Bink is a quiet one. Of course, she's also off of her rocker, as far as most of her friends even within the Etherites are concerned. Obsessed with her concept of "Transtemporality," she has been a fixture in the labs of UC-Berkeley for as long as anyone can remember. She's got transcripts going back every year for at least the last decade, and shows up for more classes than any student in their right mind ought to, but remains a mystery in terms of her actual status. In fact, she become something of a campus legend, and among certain of the more traditionally geeky social groups you're not considered to have arrived on campus until you've been "Binked" (i.e. hauled off into a long, fascinating discussion on some utterly bizarre subject or other). Even her rare critics speak highly of her as a person; they simply can't understand what she's talking about most of the time.
Bink's latest enthusiasm, the latest in a long line of truly outré ideas, is discovering the power that the ancients labeled "pixie dust," and using it to power an engine with sheer imagination. This, she imagines, will outperform any sports car on the road, being environmentally sound to boot. The one drawback, though, its that her research inescapably shows that pixie dust comes from ground-up pixies, and how she's going to get those (or an unreasonable facsimile thereof) is anyone's guess.

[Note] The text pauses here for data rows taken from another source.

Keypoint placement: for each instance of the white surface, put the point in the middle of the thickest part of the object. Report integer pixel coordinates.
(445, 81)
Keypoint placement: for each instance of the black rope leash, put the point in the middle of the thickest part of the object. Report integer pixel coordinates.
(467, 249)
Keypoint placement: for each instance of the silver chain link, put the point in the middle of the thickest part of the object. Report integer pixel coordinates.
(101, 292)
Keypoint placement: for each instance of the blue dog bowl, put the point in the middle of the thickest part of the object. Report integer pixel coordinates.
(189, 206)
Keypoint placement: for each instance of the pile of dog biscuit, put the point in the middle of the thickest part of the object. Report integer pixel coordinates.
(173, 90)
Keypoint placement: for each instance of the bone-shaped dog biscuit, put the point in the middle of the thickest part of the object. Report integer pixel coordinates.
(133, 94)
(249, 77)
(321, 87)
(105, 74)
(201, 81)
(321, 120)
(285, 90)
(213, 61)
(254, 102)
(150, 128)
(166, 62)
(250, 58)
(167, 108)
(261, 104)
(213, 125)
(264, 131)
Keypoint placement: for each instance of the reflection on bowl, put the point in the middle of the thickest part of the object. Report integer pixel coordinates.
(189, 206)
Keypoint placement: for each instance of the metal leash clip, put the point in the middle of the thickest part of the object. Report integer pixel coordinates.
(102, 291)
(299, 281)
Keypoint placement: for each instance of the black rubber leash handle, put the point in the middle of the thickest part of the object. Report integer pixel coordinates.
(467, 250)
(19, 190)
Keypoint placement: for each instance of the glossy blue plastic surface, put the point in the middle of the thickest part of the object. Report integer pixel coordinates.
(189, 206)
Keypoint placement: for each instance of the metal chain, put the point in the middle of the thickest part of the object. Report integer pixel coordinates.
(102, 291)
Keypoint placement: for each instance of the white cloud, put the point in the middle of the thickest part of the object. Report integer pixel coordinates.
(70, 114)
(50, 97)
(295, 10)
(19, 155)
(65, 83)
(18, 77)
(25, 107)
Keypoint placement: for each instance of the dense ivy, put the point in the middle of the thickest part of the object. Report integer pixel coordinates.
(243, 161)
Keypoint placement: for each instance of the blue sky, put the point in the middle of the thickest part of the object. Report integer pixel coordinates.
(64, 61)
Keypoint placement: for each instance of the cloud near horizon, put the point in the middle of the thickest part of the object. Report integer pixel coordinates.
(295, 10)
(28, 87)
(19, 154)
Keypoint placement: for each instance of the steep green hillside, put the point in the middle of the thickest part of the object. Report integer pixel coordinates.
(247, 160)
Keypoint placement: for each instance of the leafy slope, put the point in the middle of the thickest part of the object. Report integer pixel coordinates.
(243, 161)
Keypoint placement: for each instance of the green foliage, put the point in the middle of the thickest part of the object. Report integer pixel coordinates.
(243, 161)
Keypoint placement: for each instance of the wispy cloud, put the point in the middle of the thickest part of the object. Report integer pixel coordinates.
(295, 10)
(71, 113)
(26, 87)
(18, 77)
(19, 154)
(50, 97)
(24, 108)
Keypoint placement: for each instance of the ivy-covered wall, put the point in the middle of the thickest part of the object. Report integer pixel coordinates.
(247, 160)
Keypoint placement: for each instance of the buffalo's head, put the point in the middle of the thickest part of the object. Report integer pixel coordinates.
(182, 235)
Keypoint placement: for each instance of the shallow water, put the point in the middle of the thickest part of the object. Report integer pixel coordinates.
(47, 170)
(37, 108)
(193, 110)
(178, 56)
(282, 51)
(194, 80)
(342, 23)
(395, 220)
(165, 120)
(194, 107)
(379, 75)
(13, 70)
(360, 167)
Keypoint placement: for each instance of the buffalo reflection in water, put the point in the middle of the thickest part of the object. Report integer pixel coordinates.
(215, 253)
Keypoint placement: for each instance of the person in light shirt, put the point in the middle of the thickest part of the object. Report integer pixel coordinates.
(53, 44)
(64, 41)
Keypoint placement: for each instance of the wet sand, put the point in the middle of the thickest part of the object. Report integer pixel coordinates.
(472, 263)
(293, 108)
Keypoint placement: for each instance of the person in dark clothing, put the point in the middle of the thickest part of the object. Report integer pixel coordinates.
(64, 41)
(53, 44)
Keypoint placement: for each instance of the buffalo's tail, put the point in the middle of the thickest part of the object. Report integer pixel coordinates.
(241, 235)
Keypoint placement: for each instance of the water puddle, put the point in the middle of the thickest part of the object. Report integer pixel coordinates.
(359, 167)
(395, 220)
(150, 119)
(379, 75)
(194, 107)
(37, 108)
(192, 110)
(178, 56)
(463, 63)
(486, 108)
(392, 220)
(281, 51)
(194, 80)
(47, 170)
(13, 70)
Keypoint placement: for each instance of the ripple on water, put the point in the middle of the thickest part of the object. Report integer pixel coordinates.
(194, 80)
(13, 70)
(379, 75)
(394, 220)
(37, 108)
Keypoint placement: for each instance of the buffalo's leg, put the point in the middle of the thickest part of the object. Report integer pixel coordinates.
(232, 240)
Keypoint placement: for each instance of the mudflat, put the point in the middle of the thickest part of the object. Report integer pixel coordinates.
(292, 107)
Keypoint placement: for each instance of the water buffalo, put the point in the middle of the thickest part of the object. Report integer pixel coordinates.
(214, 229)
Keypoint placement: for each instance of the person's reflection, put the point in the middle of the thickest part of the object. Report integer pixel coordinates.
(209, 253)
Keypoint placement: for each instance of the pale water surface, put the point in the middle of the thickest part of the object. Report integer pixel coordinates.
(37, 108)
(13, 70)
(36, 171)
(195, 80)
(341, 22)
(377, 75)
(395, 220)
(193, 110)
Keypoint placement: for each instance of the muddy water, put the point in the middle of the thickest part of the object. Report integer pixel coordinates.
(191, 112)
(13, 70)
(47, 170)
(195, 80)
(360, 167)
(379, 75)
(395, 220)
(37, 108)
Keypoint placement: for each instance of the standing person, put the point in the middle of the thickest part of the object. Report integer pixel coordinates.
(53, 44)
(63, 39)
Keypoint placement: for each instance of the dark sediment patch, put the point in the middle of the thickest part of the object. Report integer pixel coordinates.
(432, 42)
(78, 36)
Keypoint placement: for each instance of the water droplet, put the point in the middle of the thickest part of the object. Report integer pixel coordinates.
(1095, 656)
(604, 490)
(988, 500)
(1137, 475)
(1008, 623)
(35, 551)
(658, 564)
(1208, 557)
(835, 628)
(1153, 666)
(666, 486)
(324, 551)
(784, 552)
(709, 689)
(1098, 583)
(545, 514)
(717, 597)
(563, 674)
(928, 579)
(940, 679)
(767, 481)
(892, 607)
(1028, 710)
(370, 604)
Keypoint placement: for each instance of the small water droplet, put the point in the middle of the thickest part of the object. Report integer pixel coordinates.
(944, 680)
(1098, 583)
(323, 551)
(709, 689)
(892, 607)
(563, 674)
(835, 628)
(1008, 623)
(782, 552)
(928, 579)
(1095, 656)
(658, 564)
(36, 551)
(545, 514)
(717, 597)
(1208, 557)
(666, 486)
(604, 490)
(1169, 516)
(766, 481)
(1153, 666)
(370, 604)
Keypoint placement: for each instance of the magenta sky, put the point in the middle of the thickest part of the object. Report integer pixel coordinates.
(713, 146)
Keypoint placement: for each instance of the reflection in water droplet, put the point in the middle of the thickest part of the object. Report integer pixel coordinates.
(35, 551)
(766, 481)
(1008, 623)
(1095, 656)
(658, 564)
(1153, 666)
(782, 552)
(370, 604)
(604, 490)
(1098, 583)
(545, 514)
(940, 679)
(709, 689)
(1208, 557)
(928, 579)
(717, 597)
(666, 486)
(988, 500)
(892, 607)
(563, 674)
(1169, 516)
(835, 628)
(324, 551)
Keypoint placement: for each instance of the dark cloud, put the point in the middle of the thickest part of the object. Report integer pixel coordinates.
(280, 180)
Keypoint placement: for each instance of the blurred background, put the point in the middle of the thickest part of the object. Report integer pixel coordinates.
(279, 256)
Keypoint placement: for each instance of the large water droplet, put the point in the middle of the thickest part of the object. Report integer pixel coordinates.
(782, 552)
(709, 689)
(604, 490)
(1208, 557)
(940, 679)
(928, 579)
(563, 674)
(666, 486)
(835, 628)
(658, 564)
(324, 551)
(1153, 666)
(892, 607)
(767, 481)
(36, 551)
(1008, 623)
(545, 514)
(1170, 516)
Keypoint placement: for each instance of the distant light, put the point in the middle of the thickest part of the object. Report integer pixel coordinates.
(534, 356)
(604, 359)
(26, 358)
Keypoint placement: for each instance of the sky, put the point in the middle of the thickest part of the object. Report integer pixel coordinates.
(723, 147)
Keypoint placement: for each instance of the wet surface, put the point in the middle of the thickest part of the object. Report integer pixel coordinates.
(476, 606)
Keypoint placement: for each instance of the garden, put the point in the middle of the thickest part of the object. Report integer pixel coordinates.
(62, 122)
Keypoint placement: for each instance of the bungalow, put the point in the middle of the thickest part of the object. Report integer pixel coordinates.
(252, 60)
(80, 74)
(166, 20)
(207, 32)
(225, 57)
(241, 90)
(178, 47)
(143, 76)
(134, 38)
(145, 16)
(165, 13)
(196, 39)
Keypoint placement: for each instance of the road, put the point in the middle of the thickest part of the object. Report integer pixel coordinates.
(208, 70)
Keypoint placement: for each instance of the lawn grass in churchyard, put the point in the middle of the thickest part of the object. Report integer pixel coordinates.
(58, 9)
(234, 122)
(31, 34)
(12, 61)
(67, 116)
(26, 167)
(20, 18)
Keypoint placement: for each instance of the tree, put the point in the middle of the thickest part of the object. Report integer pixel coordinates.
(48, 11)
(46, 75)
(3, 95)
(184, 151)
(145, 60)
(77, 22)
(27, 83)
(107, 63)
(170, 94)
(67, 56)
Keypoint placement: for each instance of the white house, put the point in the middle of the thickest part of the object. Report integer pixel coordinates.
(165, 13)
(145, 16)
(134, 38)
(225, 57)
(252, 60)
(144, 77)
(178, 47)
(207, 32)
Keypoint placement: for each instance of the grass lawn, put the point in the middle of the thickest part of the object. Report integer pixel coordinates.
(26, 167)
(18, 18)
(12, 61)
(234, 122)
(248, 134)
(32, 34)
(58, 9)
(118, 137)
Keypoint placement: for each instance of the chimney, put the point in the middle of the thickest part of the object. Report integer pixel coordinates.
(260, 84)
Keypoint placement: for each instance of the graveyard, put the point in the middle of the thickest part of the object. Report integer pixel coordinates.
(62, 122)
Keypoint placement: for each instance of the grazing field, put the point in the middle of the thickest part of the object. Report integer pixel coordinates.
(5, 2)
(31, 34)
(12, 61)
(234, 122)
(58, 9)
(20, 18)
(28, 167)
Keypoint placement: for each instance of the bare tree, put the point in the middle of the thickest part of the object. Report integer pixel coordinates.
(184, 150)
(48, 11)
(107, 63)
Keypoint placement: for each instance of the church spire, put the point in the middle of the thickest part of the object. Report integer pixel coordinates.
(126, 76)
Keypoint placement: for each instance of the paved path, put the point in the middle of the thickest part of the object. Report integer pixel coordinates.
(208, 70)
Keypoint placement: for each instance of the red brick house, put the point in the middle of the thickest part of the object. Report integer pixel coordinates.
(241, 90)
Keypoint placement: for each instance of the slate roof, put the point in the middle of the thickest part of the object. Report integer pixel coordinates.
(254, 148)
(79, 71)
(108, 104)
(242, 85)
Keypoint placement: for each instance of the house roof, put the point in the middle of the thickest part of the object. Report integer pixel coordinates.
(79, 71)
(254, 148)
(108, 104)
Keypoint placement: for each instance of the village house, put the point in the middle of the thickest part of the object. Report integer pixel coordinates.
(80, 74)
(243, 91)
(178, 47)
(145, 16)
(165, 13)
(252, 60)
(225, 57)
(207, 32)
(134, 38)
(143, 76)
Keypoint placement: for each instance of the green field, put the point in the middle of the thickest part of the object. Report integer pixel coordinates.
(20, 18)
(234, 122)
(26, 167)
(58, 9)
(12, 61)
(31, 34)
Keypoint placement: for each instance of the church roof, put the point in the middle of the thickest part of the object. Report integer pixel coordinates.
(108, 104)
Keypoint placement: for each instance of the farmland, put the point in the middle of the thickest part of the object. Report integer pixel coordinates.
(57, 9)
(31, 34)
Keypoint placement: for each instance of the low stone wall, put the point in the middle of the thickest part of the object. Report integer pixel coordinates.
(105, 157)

Bink is a small woman in her mid-forties with long brown hair and elfin features. She is fine-boned, barely reaching five feet in height, and bounces from medieval garb to business suits depending on how she's feeling. Most observers will swear that her eyes are actually black, and hold a piercing gaze. She wears an alexandrite ring on her right hand that changes color depending upon the light, and when no one important is looking, she likes to make the thing sparkle using her special "polychromatic handheld laser generator," a toy with no other purpose. Bink was in a severe motorcycle accident several years back and sometimes walks with a limp.
Bink talks a million miles an hour. Her enthusiasm is contagious; once not of her presence, people shake their heads at what she's doing, but while they're listening to her, they're hers. She makes sharp, animated gestures when speaking... to illustrate her point or just to work off nervous energy. Her favorite phrase is "Wanna see something neat?"; it generally crops up at least three times per conversation.
- CTD. Immortal Eyes: The Toybox, pp. 136-137.